I hate to nay-say Lua on the mailing list, but when you have tiny
systems like this, dosn't it make sense to avoid memory expensive
stuff like lua string-based hash tables and the overhead of
interpreting bytecodes?

> But back to my stupid ideas.
> 
> I'd like to see the Lua compiler implemented in... Lua.  

I'm sorry, but I have to laugh at that one. Lua is cool and all, but
not that cool. :) Although to each his own.

> In my experience so far embedding Lua into an embedded system, I
> found that the compiler was seldom used.  In my case, I precompiled
> Lua code outside the embedded system and burned it into flash.
> Having the Lua compiler in Lua would let me do interactive
> development on the embedded target by downloading the compiler and
> then unloading it when I no longer needed it.  

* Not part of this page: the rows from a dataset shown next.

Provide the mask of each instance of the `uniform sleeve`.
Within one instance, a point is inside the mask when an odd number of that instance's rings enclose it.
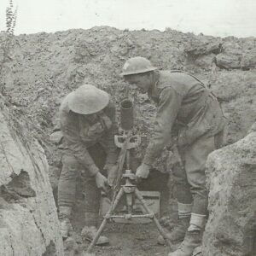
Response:
[[[91,176],[98,172],[98,167],[90,157],[86,146],[79,137],[78,118],[73,113],[60,113],[61,129],[63,132],[67,148],[74,154],[78,161],[87,169]]]
[[[177,119],[182,96],[172,87],[163,89],[160,95],[154,128],[147,148],[143,163],[152,166],[172,139],[172,128]]]
[[[114,164],[118,159],[118,148],[114,144],[114,135],[118,132],[118,127],[115,116],[115,106],[113,102],[110,102],[105,113],[112,121],[112,126],[107,131],[106,136],[106,144],[108,147],[106,164]]]

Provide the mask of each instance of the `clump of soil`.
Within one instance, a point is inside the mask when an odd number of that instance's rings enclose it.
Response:
[[[136,130],[143,137],[137,154],[140,160],[153,129],[155,108],[145,95],[128,91],[119,73],[125,60],[141,55],[160,69],[182,69],[205,82],[223,106],[227,117],[225,144],[230,144],[242,138],[256,119],[255,49],[254,38],[219,38],[171,29],[120,31],[101,26],[24,34],[14,38],[11,58],[2,70],[0,84],[12,105],[26,117],[32,127],[27,132],[38,137],[46,150],[55,193],[61,169],[61,151],[49,136],[57,125],[61,99],[67,93],[84,83],[96,84],[113,96],[118,110],[121,99],[127,96],[133,99]],[[167,154],[165,152],[156,165],[162,172],[169,171],[165,164]],[[140,233],[134,232],[136,228],[125,229],[128,230],[127,237],[124,235],[123,239],[117,235],[118,247],[123,240],[123,249],[126,244],[127,247],[137,248],[133,254],[149,255],[142,246],[148,242],[154,252],[150,240],[154,230],[145,228],[150,230],[147,234],[148,239],[141,243],[133,237],[134,233]],[[113,234],[111,232],[110,236]],[[130,249],[131,253],[132,250]],[[158,250],[155,252],[155,255],[160,255],[157,254]],[[109,255],[114,255],[112,253]]]

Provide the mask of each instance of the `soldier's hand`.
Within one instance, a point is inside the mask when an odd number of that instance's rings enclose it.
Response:
[[[104,171],[108,173],[108,183],[110,187],[113,187],[113,183],[117,177],[117,172],[118,172],[118,165],[116,164],[106,164],[104,168]]]
[[[144,163],[141,164],[136,171],[136,180],[139,183],[142,178],[147,178],[149,174],[150,166]]]
[[[98,172],[95,176],[95,182],[99,189],[102,189],[104,192],[108,193],[108,189],[107,177],[103,176],[100,172]]]

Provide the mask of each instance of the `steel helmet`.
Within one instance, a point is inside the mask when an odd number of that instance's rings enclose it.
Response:
[[[68,107],[75,113],[90,114],[103,109],[109,102],[109,95],[93,85],[84,84],[68,96]]]
[[[121,76],[141,73],[157,69],[152,66],[151,62],[143,57],[133,57],[126,61],[123,67]]]

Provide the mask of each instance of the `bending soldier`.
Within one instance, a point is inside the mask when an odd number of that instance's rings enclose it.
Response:
[[[76,178],[81,171],[85,180],[85,227],[82,236],[91,241],[96,232],[100,189],[107,190],[109,185],[100,169],[110,177],[117,168],[118,152],[113,140],[117,129],[115,108],[107,92],[85,84],[64,98],[60,121],[67,148],[62,157],[58,186],[61,230],[64,238],[72,230],[70,216],[75,201]],[[102,150],[105,159],[100,154]],[[108,242],[107,237],[101,236],[97,244]]]
[[[222,110],[216,97],[195,77],[179,71],[159,71],[145,58],[129,59],[122,75],[129,84],[148,92],[157,105],[154,134],[137,169],[138,180],[148,177],[155,158],[172,143],[177,124],[177,148],[184,168],[173,173],[179,218],[168,237],[183,241],[169,256],[190,256],[201,243],[207,214],[206,160],[223,140]]]

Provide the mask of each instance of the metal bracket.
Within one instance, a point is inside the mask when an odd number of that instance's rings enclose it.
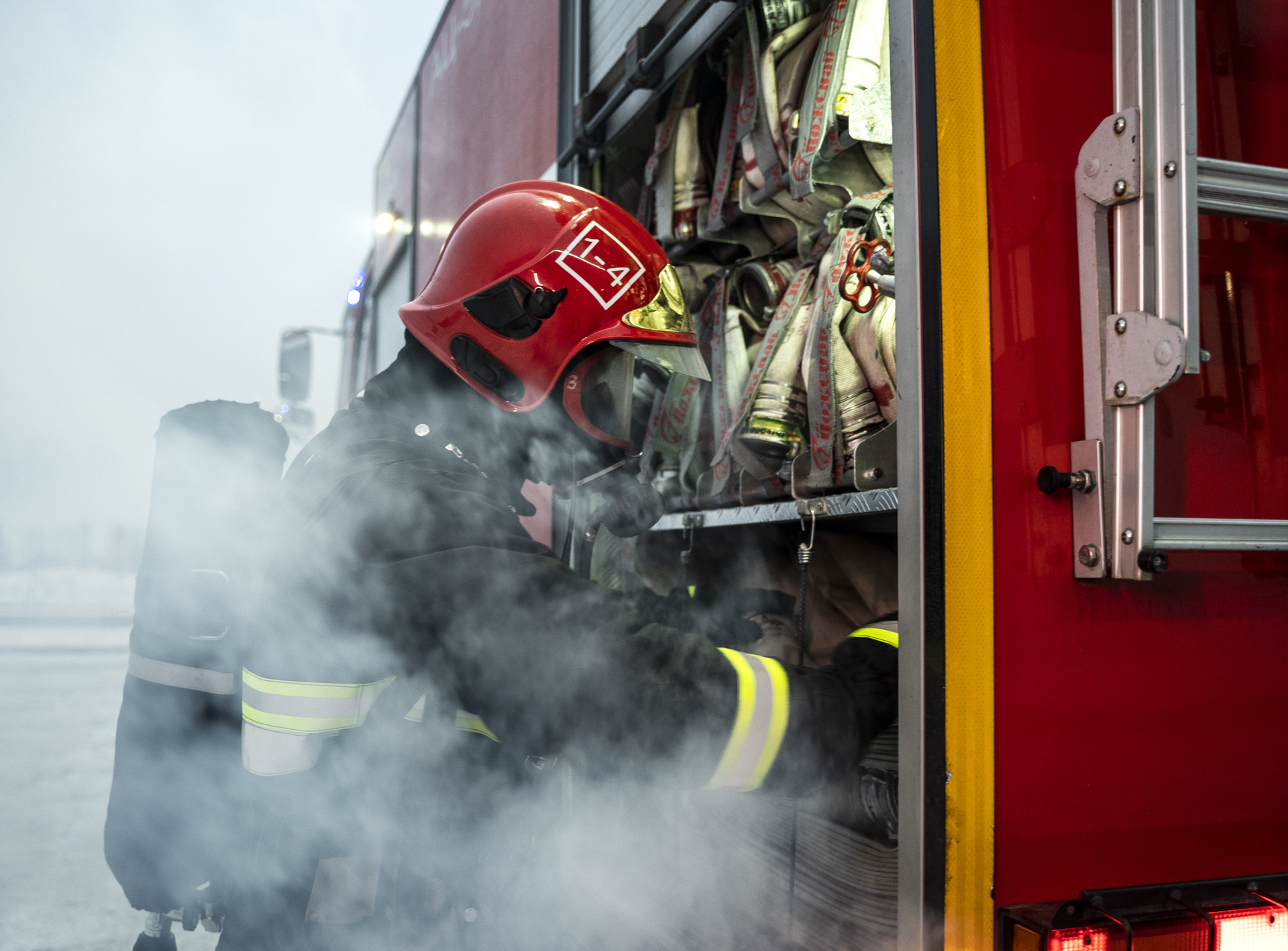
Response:
[[[1078,192],[1105,207],[1140,198],[1140,109],[1108,116],[1078,152]]]
[[[693,529],[701,529],[702,522],[705,521],[706,521],[706,515],[703,515],[702,512],[688,512],[685,513],[684,521],[681,521],[680,525],[684,528],[685,531],[692,531]]]
[[[1069,468],[1092,474],[1090,492],[1073,492],[1073,577],[1104,578],[1110,553],[1105,551],[1104,461],[1099,439],[1069,444]]]
[[[1142,310],[1110,314],[1101,326],[1108,407],[1144,403],[1176,382],[1185,360],[1181,328]]]
[[[802,498],[796,502],[796,513],[802,519],[806,515],[819,516],[827,515],[827,499],[826,498]]]

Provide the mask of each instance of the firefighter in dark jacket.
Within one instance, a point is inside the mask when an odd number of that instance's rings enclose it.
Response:
[[[850,638],[822,669],[720,649],[649,623],[520,525],[524,479],[608,486],[618,534],[661,511],[621,465],[634,360],[706,369],[675,272],[631,216],[560,183],[491,192],[399,314],[402,353],[287,472],[247,611],[256,817],[225,951],[484,924],[486,897],[421,860],[496,812],[489,788],[568,748],[599,775],[791,794],[853,767],[895,716],[896,634]]]

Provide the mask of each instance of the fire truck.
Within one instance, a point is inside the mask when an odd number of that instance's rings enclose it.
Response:
[[[692,592],[705,551],[811,530],[896,562],[896,740],[860,790],[896,820],[820,820],[857,871],[793,836],[777,939],[1288,948],[1284,50],[1267,0],[447,4],[341,405],[474,198],[573,181],[690,269],[716,376],[692,422],[644,387],[668,512],[626,569],[674,556]],[[772,407],[775,320],[804,344]],[[857,338],[862,383],[819,360]],[[598,557],[550,504],[554,551]]]

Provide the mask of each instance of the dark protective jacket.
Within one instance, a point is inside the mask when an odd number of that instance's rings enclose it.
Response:
[[[535,764],[569,749],[592,775],[801,789],[893,722],[887,643],[784,668],[645,623],[564,568],[519,522],[528,447],[546,435],[526,416],[408,338],[291,466],[249,609],[242,749],[260,818],[225,951],[475,921],[487,902],[417,861],[473,854],[479,824],[540,799]],[[437,844],[417,847],[434,821]],[[359,884],[341,896],[341,880]]]

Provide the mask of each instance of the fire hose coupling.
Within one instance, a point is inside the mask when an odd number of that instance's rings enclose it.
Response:
[[[1061,472],[1055,466],[1043,466],[1038,470],[1038,488],[1050,495],[1056,489],[1073,489],[1088,494],[1095,492],[1096,474],[1090,468],[1079,468],[1077,472]]]

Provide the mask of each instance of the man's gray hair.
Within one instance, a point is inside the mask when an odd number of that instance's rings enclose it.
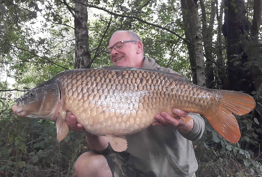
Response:
[[[131,40],[135,40],[137,41],[139,41],[142,43],[142,47],[143,49],[142,52],[143,52],[143,55],[144,55],[144,45],[143,44],[143,42],[142,42],[142,40],[141,40],[141,38],[139,36],[139,35],[137,34],[132,31],[129,31],[128,30],[118,30],[114,33],[112,35],[113,36],[115,33],[116,33],[119,32],[126,32],[128,34],[128,35],[131,37]]]

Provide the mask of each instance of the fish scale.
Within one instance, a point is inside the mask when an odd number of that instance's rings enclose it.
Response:
[[[163,111],[175,116],[175,108],[204,115],[222,137],[236,143],[240,131],[232,113],[246,114],[255,105],[247,94],[201,87],[178,74],[114,66],[61,72],[18,99],[12,108],[19,116],[56,121],[59,141],[69,131],[65,120],[70,111],[86,130],[107,136],[120,152],[127,147],[122,136],[146,128]]]

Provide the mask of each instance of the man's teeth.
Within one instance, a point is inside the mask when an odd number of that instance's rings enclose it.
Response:
[[[116,62],[117,61],[118,61],[120,59],[122,59],[122,58],[123,58],[123,57],[120,57],[118,59],[117,59],[116,60],[115,60],[115,62]]]

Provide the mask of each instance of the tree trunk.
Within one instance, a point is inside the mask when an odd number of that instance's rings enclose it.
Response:
[[[218,78],[221,81],[222,89],[229,89],[229,83],[228,78],[226,76],[226,72],[225,67],[225,62],[223,57],[223,49],[222,46],[222,20],[223,15],[224,0],[221,1],[220,4],[220,12],[218,12],[218,3],[216,0],[216,17],[218,22],[218,34],[217,40],[218,43],[218,47],[217,63],[221,66],[218,69]]]
[[[183,22],[184,26],[184,32],[186,39],[191,43],[193,43],[193,26],[191,21],[191,15],[188,11],[188,8],[184,0],[181,0],[181,9],[182,12]],[[196,69],[196,57],[194,47],[191,45],[187,44],[188,56],[190,61],[190,67],[192,74],[193,83],[197,84],[197,71]]]
[[[262,66],[261,64],[261,50],[260,49],[259,42],[258,39],[258,34],[260,24],[261,23],[261,15],[262,13],[262,2],[261,0],[254,0],[254,13],[253,21],[251,27],[251,34],[252,36],[254,47],[252,49],[252,70],[256,91],[257,91],[262,83],[262,71],[259,68]],[[257,92],[257,94],[258,93]],[[259,96],[258,97],[259,98]],[[260,100],[262,100],[260,99]],[[260,100],[262,101],[262,100]]]
[[[244,0],[225,0],[224,2],[226,8],[222,30],[227,44],[229,88],[249,93],[252,74],[251,68],[244,65],[248,61],[247,56],[241,43],[246,37],[245,33],[248,32],[249,26]]]
[[[213,67],[213,62],[211,60],[213,60],[212,55],[212,40],[213,31],[213,27],[214,24],[214,20],[215,18],[215,0],[212,0],[211,2],[211,14],[209,20],[209,25],[208,27],[206,15],[206,9],[203,0],[199,1],[202,11],[202,34],[203,36],[203,43],[204,44],[205,53],[207,61],[206,62],[206,85],[207,88],[215,88],[215,76],[214,75],[214,68]]]
[[[191,22],[193,26],[193,41],[196,54],[197,84],[200,86],[206,87],[204,53],[202,45],[199,16],[198,12],[197,1],[187,0],[186,2],[192,16]]]
[[[79,1],[84,3],[84,0]],[[90,62],[86,7],[75,2],[75,68],[86,68]]]

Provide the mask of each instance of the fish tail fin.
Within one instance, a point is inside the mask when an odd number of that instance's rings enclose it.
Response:
[[[253,97],[247,94],[233,91],[220,91],[222,104],[216,113],[205,116],[216,131],[229,142],[238,142],[240,132],[237,121],[232,113],[239,116],[248,113],[254,107]]]

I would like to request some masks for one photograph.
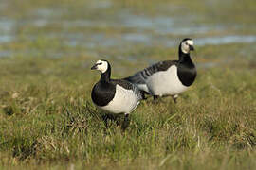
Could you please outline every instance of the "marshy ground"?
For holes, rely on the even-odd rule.
[[[2,0],[0,168],[255,169],[255,15],[254,0]],[[124,77],[176,60],[185,37],[193,86],[106,129],[92,64]]]

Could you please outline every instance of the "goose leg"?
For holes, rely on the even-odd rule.
[[[121,129],[123,131],[125,131],[125,129],[128,128],[129,124],[130,124],[129,113],[125,113],[124,120],[123,120],[123,123],[121,125]]]

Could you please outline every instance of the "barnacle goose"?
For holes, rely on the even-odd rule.
[[[91,98],[93,103],[111,113],[124,113],[124,122],[129,121],[129,113],[144,98],[143,94],[137,86],[128,81],[111,79],[111,66],[107,60],[98,60],[91,70],[99,70],[101,73],[101,79],[92,89]],[[126,128],[124,127],[123,128]]]
[[[194,50],[193,41],[190,38],[182,40],[178,50],[178,60],[160,61],[124,79],[153,95],[154,99],[172,95],[176,103],[178,94],[186,91],[196,77],[196,69],[190,55]]]

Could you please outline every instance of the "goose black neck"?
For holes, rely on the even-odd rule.
[[[183,53],[181,50],[181,44],[178,48],[178,61],[179,62],[192,62],[191,54],[190,53]]]
[[[108,65],[107,71],[102,73],[101,76],[101,81],[102,82],[109,82],[110,81],[110,76],[111,76],[111,67]]]

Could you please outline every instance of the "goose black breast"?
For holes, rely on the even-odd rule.
[[[133,85],[121,79],[111,79],[110,82],[99,81],[92,90],[91,97],[98,106],[106,106],[116,94],[117,84],[127,90],[133,90]]]
[[[184,86],[191,86],[196,77],[196,68],[192,63],[178,64],[177,75]]]
[[[111,83],[98,82],[92,90],[91,97],[98,106],[106,106],[115,96],[116,86]]]

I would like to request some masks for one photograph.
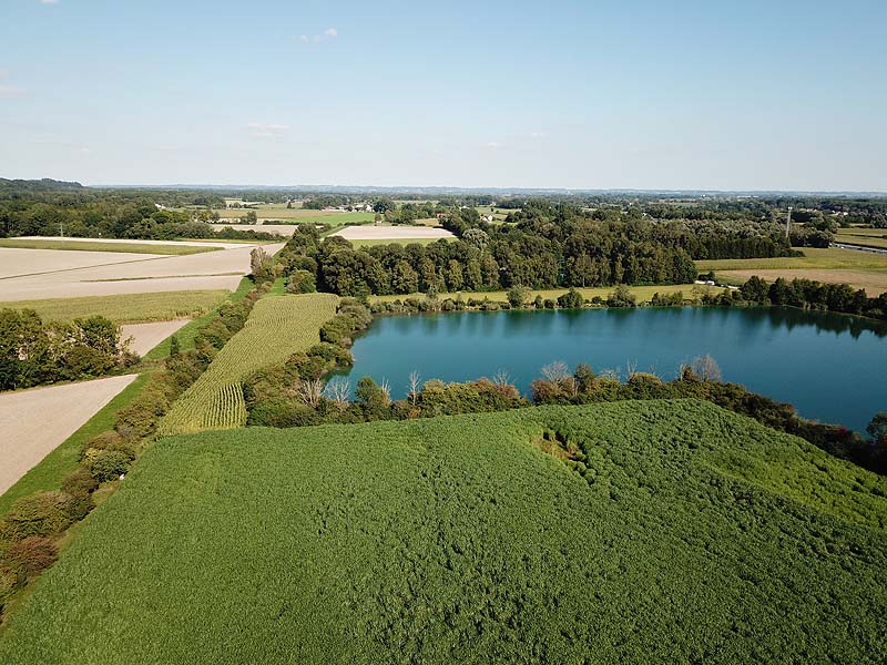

You can already do interactive development on the target. The lua
library has the parser and bytecode compiler built right in. just
dostring() away.

> I suspect that with careful coding, the Lua compiler would be
> smaller (both in Lua source and object) than the equivalent C code.

I doubt it.

> I guess this gets into a bootstrap issue of how would you build the
> Lua compiler without an existing Lua compiler.  My brain hurts.

If we imagine for a second that someone might be crazy enough to do
this, Lua does not generate machine code, so the bytecode interpreter
would still be written in C. It would just be the code which parses
the lua syntax and generates bytecodes which would be written in Lua.